Pero en la Enciclopedia la muerte desova su horror, más que en ninguna otra parte, en la desaparición de su hermano Martín.

—Él militaba en el ERP. Tenía unos 22 años. Yo nunca pensé en lo que iba a venir. Jamás pensé que lo iban a matar así.

“La errancia de Martín se ensombreció día a día”, escribe. “Herido en la espalda, vaya a saber en qué circunstancias, se le hizo un absceso purulento. Su madre lo encontró que volaba de fiebre durante una de las citas en la iglesia. De inmediato, Leonor se puso en contacto con su prima Ada, quien aceptó esconder al joven en su departamento del quinto piso de la calle de Uruguay 1133, en pleno Barrio Norte. El cuarto piso del inmueble pertenecía a las hermanas de un general; en el sexto piso, vivía un coronel. Los riesgos que corría Ada eran inconmensurables”. El padre de Burucúa consiguió que un colega aceptase operar a Martín “sobre la mesa del comedor de Ada (…) A comienzos de junio, Martín estaba curado. Ada le propuso que permaneciese allí, todo el tiempo que fuera necesario (…) Martín se negó y volvió a su peregrinaje desesperado. El 14 de julio tuvo el último contacto con su madre (…) Leonor perdió contacto con su hijo para siempre. Martín era un desaparecido”.

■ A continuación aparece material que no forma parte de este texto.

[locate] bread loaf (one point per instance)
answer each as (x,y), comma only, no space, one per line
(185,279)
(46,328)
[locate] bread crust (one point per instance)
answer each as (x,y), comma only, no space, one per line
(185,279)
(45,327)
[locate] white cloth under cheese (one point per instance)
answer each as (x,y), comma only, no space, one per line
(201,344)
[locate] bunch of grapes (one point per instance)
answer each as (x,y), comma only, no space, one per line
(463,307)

—La última vez que lo vi fue en la víspera de la Navidad del 75. Él estaba clandestino, así que con mi madre se citaban en una iglesia. Pero se citaron en julio de 1976 y él no apareció. Mi madre era parienta de muchos militares. Los fue a ver y le dijeron que no sabían nada. Son unos monstruos. Haberles dicho a ella o a mi papá: mire, no busque más porque a su hijo lo matamos. Lo mataron, lo tiraron al río, entre el 14 y el 31 de julio. Mi madre siempre se aferró a la posibilidad de que él hubiera escapado. Ella era una persona muy dinámica, muy coqueta, y después de eso ya no salió de la casa. Murió en el 79, esperando que mi hermano la llamara.

Burucúa dedica el libro al editor de Periférica, fallecido en junio de 2019, Julián Rodríguez Marcos: “Julián Rodríguez Marcos, in memoriam et ingenti gratitudine”. Debajo escribe: “Nuestra Enemiga nos ha castigado en el fondo y en la forma de lo que escribimos (…) Julián, nuestro editor, murió repentinamente en su casa de la serranía segoviana mientras leía las cuartillas de la Enciclopedia y preparaba la edición”.

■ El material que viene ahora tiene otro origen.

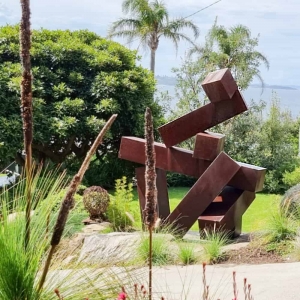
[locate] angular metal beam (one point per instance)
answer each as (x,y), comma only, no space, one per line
(204,191)
(201,119)
(169,159)
(228,213)
(219,85)
(181,161)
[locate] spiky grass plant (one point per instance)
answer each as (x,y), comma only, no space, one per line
(68,201)
(161,254)
(215,240)
(282,225)
(151,190)
(19,267)
(186,253)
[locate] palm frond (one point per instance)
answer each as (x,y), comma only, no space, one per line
(134,6)
(179,24)
(124,25)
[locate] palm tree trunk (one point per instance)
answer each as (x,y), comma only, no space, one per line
(26,104)
(152,61)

—La muerte es un espanto. Yo soy creyente, pero me produce mucho rechazo la idea de que la muerte puede entrañar belleza. Hay un dicho latino que se ha puesto en muchas tumbas. Yo las agarraría con un martillo. Dice: bonum est pro patria mori. No. Entiendo que hay momentos donde un tipo sacrifica su vida por el prójimo. Pero bello no es. Es una catástrofe. A lo mejor es un héroe. Pero es un muerto.

Al final de cada ciclo narrado por la Enciclopedia se reproducen documentos —fotos, certificados, notas— precedidos por una descripción titulada Iconografía. La última corresponde a los objetos asociados a Raúl, el Hombre-Montaña, y da paso a la última frase. Allí, con una prosa que parece dirigirse hacia calma crepuscular, Burucúa escribe: “Una Aurora divina que alumbra bellamente los pasos de nuestras vidas, de tantos rumbos amorosos, de tantos destinos sin más sentido que la fea muerte”.